We randomly divided MEPS 2000 data into estimation and validation samples of roughly equal size and estimated 4 types of models using the estimation sample: 1) mixture models without covariates in the mixing probabilities, 2) mixture models with covariates in the mixing probabilities, 3) OLS regression, and 4) two-part models, in which the first part estimates the probability that the EQ-5D index is less than 1 using a logistic model, and the second part uses an OLS model to estimate the expected EQ-5D score based only on those with observed EQ-5D < 1. Assuming that the parts in the two-part model are independent, the predicted EQ-5D index is the product of the predicted probabilities from the first part and the predicted expected value from the second part. ²⁰

Although the MEPS dataset has a rich set of covariates, in practical applications using other datasets, analysts will likely have access to only a limited set of demographic variables. To examine the performance of our method in such circumstances, we only used age, sex, and education in addition to PCS and MCS as predictors. For each method, we selected the best-fitting model specification identified by the Bayesian information criterion (BIC). Functional forms considered included quadratic terms and interactions.
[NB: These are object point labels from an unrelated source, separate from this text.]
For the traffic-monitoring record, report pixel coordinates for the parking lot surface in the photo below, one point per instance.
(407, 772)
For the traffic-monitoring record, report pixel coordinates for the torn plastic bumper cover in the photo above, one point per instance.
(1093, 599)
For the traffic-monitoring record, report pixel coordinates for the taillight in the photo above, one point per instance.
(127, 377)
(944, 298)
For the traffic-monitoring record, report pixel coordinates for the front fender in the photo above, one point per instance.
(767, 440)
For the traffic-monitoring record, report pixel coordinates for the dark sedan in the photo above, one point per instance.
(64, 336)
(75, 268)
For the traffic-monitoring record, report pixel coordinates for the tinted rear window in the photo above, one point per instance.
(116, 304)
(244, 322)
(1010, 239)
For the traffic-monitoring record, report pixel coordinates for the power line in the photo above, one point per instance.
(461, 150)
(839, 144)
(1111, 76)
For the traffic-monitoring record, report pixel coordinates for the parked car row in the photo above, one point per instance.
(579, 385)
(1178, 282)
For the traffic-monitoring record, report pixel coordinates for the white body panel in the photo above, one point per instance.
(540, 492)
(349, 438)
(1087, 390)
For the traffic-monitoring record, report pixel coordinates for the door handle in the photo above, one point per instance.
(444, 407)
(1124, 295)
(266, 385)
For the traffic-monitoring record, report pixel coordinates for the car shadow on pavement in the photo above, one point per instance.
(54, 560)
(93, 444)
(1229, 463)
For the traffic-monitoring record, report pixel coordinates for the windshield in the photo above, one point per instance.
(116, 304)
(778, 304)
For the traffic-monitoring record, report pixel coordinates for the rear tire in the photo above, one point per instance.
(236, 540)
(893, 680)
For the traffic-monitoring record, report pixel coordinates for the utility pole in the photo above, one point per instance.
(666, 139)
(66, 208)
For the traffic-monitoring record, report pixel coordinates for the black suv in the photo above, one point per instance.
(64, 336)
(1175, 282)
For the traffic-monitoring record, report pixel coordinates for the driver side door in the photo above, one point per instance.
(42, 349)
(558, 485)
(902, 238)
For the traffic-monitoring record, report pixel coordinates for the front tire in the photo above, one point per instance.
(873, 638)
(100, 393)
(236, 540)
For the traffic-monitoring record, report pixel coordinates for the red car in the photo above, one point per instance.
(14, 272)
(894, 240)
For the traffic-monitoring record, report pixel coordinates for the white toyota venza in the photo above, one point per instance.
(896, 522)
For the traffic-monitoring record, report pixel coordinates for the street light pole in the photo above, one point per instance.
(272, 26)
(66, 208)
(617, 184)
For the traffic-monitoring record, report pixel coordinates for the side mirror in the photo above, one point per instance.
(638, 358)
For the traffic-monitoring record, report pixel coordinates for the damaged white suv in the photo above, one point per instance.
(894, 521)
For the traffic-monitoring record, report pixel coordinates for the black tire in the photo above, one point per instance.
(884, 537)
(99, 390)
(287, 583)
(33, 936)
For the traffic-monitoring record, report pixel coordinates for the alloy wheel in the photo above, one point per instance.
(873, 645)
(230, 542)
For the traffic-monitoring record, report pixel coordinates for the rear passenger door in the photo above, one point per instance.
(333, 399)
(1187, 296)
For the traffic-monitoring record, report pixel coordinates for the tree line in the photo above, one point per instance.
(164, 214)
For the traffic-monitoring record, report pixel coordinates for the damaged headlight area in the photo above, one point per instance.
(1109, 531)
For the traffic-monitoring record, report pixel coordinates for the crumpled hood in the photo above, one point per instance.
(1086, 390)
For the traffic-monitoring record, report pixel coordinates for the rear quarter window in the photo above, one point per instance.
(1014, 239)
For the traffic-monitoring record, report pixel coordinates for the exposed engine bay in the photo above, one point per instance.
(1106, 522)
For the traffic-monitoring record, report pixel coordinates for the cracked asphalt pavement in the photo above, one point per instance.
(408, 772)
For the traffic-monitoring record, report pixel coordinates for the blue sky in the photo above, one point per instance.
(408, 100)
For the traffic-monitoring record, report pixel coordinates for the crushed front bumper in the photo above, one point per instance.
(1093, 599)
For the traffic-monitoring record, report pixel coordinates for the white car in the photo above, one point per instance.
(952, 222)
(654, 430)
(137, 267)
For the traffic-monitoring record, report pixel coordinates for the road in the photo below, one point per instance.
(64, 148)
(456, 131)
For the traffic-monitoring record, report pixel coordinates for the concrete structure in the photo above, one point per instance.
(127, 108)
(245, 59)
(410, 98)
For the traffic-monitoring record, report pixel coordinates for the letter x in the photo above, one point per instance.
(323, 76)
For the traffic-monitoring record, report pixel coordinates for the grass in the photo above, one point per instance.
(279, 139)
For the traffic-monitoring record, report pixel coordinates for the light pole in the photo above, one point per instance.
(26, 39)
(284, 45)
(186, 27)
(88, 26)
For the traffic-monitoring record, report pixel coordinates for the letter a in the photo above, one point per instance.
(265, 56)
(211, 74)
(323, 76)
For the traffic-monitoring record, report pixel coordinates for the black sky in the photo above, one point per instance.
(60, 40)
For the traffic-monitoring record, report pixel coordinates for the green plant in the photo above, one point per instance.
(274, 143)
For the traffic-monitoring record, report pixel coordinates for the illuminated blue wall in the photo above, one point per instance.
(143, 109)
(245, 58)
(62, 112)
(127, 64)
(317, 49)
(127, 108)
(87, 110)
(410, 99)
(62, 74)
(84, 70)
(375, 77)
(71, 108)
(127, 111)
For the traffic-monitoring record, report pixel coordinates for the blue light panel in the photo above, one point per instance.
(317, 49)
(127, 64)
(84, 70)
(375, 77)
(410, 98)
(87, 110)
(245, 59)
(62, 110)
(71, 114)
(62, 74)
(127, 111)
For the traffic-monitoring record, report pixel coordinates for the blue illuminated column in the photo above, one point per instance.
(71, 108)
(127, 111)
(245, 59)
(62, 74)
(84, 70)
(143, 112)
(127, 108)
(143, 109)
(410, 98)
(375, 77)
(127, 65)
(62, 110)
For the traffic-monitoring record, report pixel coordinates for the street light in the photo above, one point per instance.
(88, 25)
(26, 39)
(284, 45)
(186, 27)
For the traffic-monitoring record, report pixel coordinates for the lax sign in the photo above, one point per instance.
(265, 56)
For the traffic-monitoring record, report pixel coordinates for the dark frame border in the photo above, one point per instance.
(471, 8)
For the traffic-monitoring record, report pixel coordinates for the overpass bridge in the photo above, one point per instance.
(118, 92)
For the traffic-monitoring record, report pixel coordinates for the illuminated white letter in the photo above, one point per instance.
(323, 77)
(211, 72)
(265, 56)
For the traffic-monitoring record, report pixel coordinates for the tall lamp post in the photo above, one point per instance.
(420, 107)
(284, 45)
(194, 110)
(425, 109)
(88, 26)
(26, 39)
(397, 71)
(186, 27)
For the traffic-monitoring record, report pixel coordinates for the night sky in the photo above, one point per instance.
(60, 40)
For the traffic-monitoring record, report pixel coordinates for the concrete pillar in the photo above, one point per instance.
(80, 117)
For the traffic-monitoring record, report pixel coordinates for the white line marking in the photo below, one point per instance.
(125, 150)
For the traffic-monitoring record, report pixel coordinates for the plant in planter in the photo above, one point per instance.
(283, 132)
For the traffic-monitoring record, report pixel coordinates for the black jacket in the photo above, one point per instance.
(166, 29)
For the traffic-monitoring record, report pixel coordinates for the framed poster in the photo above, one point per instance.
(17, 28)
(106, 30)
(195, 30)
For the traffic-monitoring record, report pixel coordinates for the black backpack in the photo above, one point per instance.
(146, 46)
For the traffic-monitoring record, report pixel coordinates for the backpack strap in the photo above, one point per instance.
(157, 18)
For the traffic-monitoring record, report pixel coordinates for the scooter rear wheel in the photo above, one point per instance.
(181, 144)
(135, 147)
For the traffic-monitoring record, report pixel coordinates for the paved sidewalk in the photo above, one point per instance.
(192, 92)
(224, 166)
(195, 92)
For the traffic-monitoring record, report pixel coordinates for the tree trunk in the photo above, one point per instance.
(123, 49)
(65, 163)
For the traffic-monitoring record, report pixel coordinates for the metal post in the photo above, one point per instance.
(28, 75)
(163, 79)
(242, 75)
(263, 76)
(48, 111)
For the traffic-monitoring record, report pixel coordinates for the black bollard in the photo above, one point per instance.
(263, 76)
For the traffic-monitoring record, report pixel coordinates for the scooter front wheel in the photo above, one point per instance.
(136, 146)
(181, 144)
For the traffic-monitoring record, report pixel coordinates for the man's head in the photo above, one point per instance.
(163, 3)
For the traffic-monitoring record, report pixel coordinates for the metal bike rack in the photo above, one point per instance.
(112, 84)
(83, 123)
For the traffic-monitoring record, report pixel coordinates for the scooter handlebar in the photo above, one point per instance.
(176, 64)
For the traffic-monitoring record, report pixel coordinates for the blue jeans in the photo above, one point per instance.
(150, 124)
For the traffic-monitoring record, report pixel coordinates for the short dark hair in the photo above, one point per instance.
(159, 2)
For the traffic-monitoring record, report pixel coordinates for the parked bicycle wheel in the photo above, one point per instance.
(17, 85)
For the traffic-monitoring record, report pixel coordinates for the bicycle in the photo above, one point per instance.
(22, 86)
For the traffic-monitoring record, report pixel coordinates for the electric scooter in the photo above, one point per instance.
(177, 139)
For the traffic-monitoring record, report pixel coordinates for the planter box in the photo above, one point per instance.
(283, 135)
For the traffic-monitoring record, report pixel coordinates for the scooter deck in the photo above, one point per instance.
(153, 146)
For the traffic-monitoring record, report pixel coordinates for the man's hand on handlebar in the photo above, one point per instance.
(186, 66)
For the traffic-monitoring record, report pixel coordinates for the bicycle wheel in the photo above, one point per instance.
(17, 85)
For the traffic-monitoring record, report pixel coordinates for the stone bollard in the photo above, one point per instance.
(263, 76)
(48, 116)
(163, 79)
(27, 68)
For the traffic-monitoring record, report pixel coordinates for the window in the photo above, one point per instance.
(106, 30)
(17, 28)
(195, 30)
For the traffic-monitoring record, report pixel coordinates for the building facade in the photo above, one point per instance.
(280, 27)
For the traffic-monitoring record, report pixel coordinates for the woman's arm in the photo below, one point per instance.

In some models, we included the sum of the mental and physical components rather than both components. To facilitate the interpretation of interactions and the intercept, continuous variables were centered. Age was centered at 65, and PCS and MCS were centered at their mean value of 50, with the sum centered at 100. Education was entered as an indicator variable equal to 0 if the respondent did not complete high school and 1 otherwise.

After selecting the best model for each method, we compared their prediction performance using the root mean square error (RMSE) and the mean absolute error (MAE). Both RMSE and MAE quantify the discrepancy between observed and predicted values, but in RMSE larger errors have greater influence than smaller errors.

We conducted a series of sensitivity analyses to evaluate the performance of our model under various circumstances. Because the shape of the distribution varies with age and health status, we compared the prediction performance using a subsample of individuals with diabetes, stroke, or heart disease (Figure 1, Panel I). To determine the performance of our model at the tails of the distribution, we categorized the EQ-5D-3L index into 4 levels (<0, 0–0.699, 0.7–0.899, 0.9–1) and compared the prediction performance by level.